Re: cgroup v1 and balance_dirty_pages

Johannes Weiner <hannes@xxxxxxxxxxx> · Thu, 17 Nov 2022 10:12:39 -0500

Hi Aneesh,

On Thu, Nov 17, 2022 at 12:24:13PM +0530, Aneesh Kumar K.V wrote:
> Currently, we don't pause in balance_dirty_pages with cgroup v1 when we
> have task dirtying too many pages w.r.t to memory limit in the memcg.
> This is because with cgroup v1 all the limits are checked against global
> available resources. So on a system with a large amount of memory, a
> cgroup with a smaller limit can easily hit OOM if the task within the
> cgroup continuously dirty pages.

Page reclaim has special writeback throttling for cgroup1, see the
folio_wait_writeback() in shrink_folio_list().

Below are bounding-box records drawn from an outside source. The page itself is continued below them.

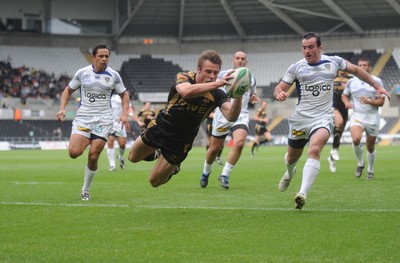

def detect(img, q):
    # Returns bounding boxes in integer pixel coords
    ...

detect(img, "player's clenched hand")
[56,110,65,121]
[275,91,288,101]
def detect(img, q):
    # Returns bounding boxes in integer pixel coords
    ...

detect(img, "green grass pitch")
[0,145,400,263]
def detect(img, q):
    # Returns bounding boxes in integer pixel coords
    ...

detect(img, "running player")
[57,45,129,201]
[250,100,272,157]
[200,51,259,189]
[107,93,133,172]
[128,50,242,187]
[274,32,390,209]
[328,71,351,173]
[342,58,385,179]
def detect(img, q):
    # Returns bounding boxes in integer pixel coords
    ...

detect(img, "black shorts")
[140,125,193,165]
[255,124,268,136]
[335,107,349,126]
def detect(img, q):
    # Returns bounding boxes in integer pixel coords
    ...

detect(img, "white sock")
[203,161,212,174]
[300,158,321,196]
[118,148,125,160]
[82,165,97,191]
[285,153,297,177]
[107,148,115,167]
[366,150,376,173]
[353,143,364,166]
[222,162,234,176]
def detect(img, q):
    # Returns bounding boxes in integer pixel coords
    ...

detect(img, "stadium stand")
[0,120,72,141]
[0,46,400,145]
[120,55,182,92]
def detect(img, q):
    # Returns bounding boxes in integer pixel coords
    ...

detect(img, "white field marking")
[0,202,400,213]
[13,181,63,185]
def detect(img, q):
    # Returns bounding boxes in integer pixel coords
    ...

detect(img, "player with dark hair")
[128,50,242,187]
[274,32,390,209]
[57,45,129,201]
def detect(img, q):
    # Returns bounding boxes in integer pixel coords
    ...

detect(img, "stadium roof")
[114,0,400,42]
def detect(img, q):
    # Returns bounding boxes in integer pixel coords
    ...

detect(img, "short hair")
[197,50,222,69]
[358,58,371,66]
[303,32,321,47]
[92,45,110,57]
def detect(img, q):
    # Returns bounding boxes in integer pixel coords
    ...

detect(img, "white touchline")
[0,202,400,213]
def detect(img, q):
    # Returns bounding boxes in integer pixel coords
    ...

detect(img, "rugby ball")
[225,67,251,98]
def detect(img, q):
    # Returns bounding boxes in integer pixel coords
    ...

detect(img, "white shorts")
[110,121,127,138]
[211,110,249,137]
[350,112,380,137]
[288,114,334,140]
[71,116,114,140]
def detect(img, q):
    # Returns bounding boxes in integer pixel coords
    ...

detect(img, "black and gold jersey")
[256,107,267,126]
[155,72,229,143]
[138,109,156,127]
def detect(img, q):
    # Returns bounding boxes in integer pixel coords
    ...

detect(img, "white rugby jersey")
[282,55,347,118]
[217,69,257,113]
[69,65,126,116]
[343,76,383,113]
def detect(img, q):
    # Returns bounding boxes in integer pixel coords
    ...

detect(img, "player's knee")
[149,177,162,187]
[69,149,82,159]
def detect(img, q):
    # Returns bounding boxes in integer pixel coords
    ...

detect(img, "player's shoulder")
[176,71,195,84]
[217,69,232,79]
[105,66,120,76]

It's not as smooth as
proper dirty throttling, but it should prevent OOMs.

Is this not working anymore?

> Shouldn't we throttle the task based on the memcg limits in this case?
> commit 9badce000e2c ("cgroup, writeback: don't enable cgroup writeback
> on traditional hierarchies") indicates we run into issues with enabling
> cgroup writeback with v1. But we still can keep the global writeback
> domain, but check the throtling needs against memcg limits in
> balance_dirty_pages()?

Deciding when to throttle is only one side of the coin, though.

The other side is selective flushing in the IO context of whoever
generated the dirty data, and matching the rate of dirtying to the
rate of writeback. This isn't really possible in cgroup1, as the
domains for memory and IO control could be disjunct.

For example, if a fast-IO cgroup shares memory with a slow-IO cgroup,
what's the IO context for flushing the shared dirty data? What's the
throttling rate you apply to dirtiers?